I tried cutting the tool on our newly acquired CNC lathe, but to my dismay I still couldn’t get rid of the bulldozer effect of the square cutting tool, even taking .001” passes at a time. I wanted perfection.
And then I hit on the idea of using a thread milling operation instead of a lathe. New knowledge, superior technology–Boom! Quantum leap. Not only had I found a way to make a near-perfect receiver tap, I’d found a vastly improved method of cutting the barrel threads themselves. I can tell you that even to the layman, the difference between lathe cut square threads and milled threads is readily apparent. The milled threads, being cut .0001” at a time, have no visible imperfections, and no tolerance variations that can be measured with a .0005” resolution caliper. They are, for their short .600” run, a perfect, winding road through heaven.
All of our match grade Marlins now get milled threads and blueprinted receivers. In addition to being more precise, they have stronger chambers and thread unions as well. The process is more time consuming, but far superior to traditional methods. Our competition? Oh, I might have passed someone in a blur, but I wouldn’t have noticed. I’ve had my head down, obsessing.
There is a mathematical construct called an asymptote. I loved it the instant I saw it, and I am not much of a mathematician. I’ve always been half engineer, half artist, and one quarter mathematician. See there? I love the asymptote because it strikes me as an elegant metaphor. Oversimplified, an asymptote is a curve that draws ever nearer, but never touches, a line. As a visual aid, pick a number and divide it by two. Then divide that answer by 2, and that answer by 2, on and on to infinity.
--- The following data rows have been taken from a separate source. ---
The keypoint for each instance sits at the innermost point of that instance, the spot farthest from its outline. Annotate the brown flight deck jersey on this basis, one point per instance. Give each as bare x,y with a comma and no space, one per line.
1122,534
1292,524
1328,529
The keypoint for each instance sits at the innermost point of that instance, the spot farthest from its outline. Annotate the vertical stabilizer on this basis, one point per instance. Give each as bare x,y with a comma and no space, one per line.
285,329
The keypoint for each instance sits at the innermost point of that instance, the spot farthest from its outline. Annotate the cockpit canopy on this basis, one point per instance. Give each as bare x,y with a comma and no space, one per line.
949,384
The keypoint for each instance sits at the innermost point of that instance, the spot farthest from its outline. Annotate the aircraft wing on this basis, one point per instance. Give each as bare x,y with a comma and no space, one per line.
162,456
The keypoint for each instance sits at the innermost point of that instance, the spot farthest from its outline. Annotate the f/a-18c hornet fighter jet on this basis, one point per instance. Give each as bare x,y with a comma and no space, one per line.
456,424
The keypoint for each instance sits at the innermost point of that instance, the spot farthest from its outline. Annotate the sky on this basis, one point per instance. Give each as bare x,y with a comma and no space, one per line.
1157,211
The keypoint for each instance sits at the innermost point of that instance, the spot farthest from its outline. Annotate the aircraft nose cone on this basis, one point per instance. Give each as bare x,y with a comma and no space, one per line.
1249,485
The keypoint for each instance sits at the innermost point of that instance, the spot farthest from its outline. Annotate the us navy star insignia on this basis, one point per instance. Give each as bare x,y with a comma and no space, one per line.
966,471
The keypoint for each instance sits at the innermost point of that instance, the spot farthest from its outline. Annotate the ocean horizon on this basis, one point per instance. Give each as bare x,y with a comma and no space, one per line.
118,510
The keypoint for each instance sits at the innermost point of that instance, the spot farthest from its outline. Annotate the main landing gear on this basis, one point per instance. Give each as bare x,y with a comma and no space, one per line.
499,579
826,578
Plotted on a graph, the answers keep getting closer and closer to zero, first in a big ski jump curve, then flatter and flatter until you could swear that the line is a flat zero. But it never gets there, just keeps getting closer in smaller and smaller increments.
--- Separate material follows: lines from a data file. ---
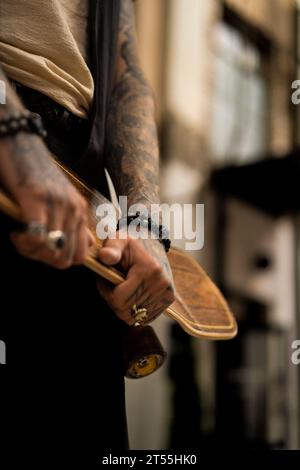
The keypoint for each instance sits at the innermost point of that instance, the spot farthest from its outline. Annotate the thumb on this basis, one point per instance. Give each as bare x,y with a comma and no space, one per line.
110,255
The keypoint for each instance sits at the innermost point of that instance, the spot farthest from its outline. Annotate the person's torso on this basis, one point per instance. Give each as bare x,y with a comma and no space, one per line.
44,44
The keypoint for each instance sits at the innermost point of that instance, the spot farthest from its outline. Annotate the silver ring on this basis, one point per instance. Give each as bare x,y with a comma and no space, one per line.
55,240
36,229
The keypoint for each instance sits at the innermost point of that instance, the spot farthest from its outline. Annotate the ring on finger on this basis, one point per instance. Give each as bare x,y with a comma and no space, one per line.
55,240
36,229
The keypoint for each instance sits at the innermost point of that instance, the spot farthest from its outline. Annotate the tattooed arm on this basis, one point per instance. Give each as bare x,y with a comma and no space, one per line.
133,164
133,156
43,193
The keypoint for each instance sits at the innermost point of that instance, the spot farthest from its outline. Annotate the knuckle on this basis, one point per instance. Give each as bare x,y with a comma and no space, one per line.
156,268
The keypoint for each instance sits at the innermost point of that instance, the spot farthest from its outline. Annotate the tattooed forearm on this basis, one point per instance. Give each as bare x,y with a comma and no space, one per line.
132,156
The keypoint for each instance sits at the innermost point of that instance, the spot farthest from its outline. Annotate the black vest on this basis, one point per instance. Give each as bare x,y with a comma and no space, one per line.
103,35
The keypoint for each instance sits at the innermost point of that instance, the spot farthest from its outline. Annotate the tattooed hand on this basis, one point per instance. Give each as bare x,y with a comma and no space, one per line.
132,159
44,194
149,282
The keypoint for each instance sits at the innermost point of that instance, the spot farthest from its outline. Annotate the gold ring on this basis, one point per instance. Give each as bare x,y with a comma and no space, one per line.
139,315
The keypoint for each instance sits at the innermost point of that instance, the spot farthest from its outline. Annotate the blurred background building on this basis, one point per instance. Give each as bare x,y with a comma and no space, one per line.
222,72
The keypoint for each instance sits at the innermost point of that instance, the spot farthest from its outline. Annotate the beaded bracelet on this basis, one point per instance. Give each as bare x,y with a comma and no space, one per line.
24,121
159,231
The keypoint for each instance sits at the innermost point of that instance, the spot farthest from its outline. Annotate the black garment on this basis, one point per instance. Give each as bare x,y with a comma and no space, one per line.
62,399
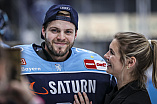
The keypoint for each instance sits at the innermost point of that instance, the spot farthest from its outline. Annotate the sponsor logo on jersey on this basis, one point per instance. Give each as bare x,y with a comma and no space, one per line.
67,86
23,61
58,67
95,64
30,69
67,8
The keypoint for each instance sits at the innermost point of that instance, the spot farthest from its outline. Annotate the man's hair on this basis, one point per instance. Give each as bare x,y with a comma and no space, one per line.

If the asymptote doesn’t grab you as an elegant metaphor, then I don’t know what. I mean, it’s perfection. We never get there. I’ve made my peace with that, but I still get up at 3am every morning, and spend my day dividing yesterday’s answer by two.
Custom Marlin 1895 45-70 Match-Grade Rifle Example
Here's a pretty good illustration of what we can expect with the new blueprinting and threading techniques/tools we're using now. This target corresponds to a just built .45-70 with a match grade Douglas barrel, thread milled and mated to a blueprinted Rem receiver. After the first two warm up/ sight-in shots, the proceeding 5 shots made the elongated hole just under the 1 inch bullseye. The group looks a bit lanky, but bear in mind the .45-70 makes big holes. Measured center to center the group is 1.1"
Bear in mind too, that most new builds/barrels will take several rounds to start settling in, with tightest groups showing after at least a dozen fouling rounds. Even better accuracy comes with extended break-in. This rifle started settling in almost immediately, and there's every indication that it will be a consistent one-holer. I wish we could keep it around to see some long term results, but I'm pretty sure our customer is going to want this in his hands asap.